The principle source of the law of arbitration in Indonesia is Law No 30. of 1999 concerning Arbitration and Alternative Dispute Resolution (August 12, 1999) (the "Indonesian Arbitration Law").
Where appropriate, this paper will also address the Rules of Arbitration Procedure of the Indonesian National Arbitration Body (Badan Arbitrasa Nasional Indonesia or "BANI") (the "BANI Rules").
The legal requirements of an arbitration agreement under the Indonesian Arbitration Law are as follows :
- The agreement to arbitrate must be in writing and signed by the parties or in notarial deed form (Articles 4(2). 9(1) and 9(2) of the Indonesian Arbitration Law).
- If the agreement is made prior to the dispute, the agreement (i.e.the arbitration clause) must clearly state that all disputes arising out of a particular legal relationship between the parties shall be settled through arbitration (Article 2 of the Indonesian Arbitration Law).

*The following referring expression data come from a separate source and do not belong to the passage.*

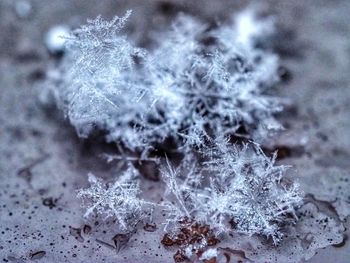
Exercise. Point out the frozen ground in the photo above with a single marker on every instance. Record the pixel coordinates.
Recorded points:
(42, 161)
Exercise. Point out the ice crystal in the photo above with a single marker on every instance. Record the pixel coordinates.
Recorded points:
(185, 88)
(244, 192)
(119, 200)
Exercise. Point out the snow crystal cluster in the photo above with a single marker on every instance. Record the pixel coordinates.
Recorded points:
(194, 85)
(199, 86)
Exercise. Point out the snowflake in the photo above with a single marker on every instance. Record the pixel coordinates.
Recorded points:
(245, 193)
(184, 88)
(118, 200)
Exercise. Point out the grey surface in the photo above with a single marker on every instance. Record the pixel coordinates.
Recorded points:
(41, 157)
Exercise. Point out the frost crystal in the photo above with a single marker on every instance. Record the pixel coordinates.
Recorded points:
(245, 192)
(193, 86)
(118, 200)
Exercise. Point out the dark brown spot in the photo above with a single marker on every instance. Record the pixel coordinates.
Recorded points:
(37, 255)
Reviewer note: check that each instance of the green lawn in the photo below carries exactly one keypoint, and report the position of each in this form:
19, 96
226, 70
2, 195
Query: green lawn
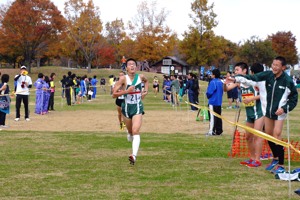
92, 165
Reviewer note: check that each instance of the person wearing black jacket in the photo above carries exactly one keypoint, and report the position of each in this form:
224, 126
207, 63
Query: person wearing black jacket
68, 84
23, 82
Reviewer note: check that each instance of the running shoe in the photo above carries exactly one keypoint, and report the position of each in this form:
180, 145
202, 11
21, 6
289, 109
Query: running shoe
129, 137
254, 164
132, 159
278, 170
272, 165
246, 162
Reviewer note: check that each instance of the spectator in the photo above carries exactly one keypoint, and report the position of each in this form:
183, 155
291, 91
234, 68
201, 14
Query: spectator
24, 82
214, 94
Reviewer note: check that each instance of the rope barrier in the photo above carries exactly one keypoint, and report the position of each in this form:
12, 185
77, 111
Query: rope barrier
251, 130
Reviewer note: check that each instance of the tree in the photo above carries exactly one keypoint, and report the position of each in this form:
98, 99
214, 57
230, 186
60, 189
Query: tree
84, 27
153, 37
115, 36
257, 50
27, 28
226, 51
284, 44
198, 43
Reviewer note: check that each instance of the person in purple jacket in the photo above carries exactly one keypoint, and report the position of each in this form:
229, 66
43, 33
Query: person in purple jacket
214, 94
47, 93
39, 93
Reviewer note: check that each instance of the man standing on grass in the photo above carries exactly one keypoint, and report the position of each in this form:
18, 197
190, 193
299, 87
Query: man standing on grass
23, 82
282, 97
132, 107
214, 94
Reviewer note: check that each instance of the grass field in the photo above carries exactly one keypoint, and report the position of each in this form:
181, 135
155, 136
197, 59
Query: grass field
92, 165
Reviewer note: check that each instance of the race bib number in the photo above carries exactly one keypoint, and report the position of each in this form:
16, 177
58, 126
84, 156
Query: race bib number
133, 98
250, 104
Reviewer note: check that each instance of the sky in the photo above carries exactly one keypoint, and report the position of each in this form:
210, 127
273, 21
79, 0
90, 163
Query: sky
238, 20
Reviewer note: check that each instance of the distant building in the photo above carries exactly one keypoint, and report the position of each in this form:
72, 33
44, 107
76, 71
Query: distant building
168, 63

- If the agreement is made after a dispute arises, the agreement must contain the following :
(ii) The full names and addresses of the parties;
(iii) The full name(s) and residential address(es) of the arbitrator or the members of the tribunal;
(iv) The place where the arbitrator or the tribunal shall make its/their award;
(v) The full name of the secretary to the arbitrator or the tribunal;
(vi) The time period in which the arbitration is to be completed;
(vii) A statement from the arbitrator(s) accepting appointment as such; and
(viii) A statement from the disputing parties that they will bear all costs of the arbitration.
To avoid any unnecessary legal risks, the arbitration clause should be in Indonesian if both parties to the agreement are Indonesian, although the agreement may be in English or a national language used by one of the parties with an Indonesian translation if at least one of the parties is foreign.
2. What other elements ought to be incorporated in an arbitration agreement?
Based on Indonesian arbitration practice, an arbitration agreement should also specify :
(i) The arbitration rules (if any) to be followed;
(ii) The language of proceedings;
(iii) The place of arbitration; and
(iv) Whether the award is to be made on the basis of law or fairness and appropriateness (ex aequo et bono).
3. What has been the approach of the national courts to the enforcement of arbitration agreements?
A written arbitration agreement obviates the rights or the parties to bring a dispute in the District Courts, which would otherwise have jurisdiction over civil disputes (Article 11(1) of the Indonesian Arbitration Law). The District Courts have no authority to hear disputes where parties are bound by an arbitration agreement (Article 3 of th Indonesian Arbitration Law), and are required to reject, and not participate in the resolution of, disputes which have already been adjudicated by arbitration, except in limited circumstances as provided in the Arbitration Law (Article 11(2) of the Indonesian Arbitration Law).
Indonesian courts honour arbitration agreements with increasing frequency. It is nonetheless not uncommon for parties who lose (or expect to lose) an arbotration, and in particular an international arbitration, to attempt to bypass an arbitration agreement or award by bringing a suit in a District Court on a theory of tort or fraud. The argument is that the purpoted tort or fraud renders the arbitration agreement unenforceable that a suit on this basis may initially enjoy success in the District Court, although this is not always the case and decisions along these lines are frequently reversed on appeal and/or cassation.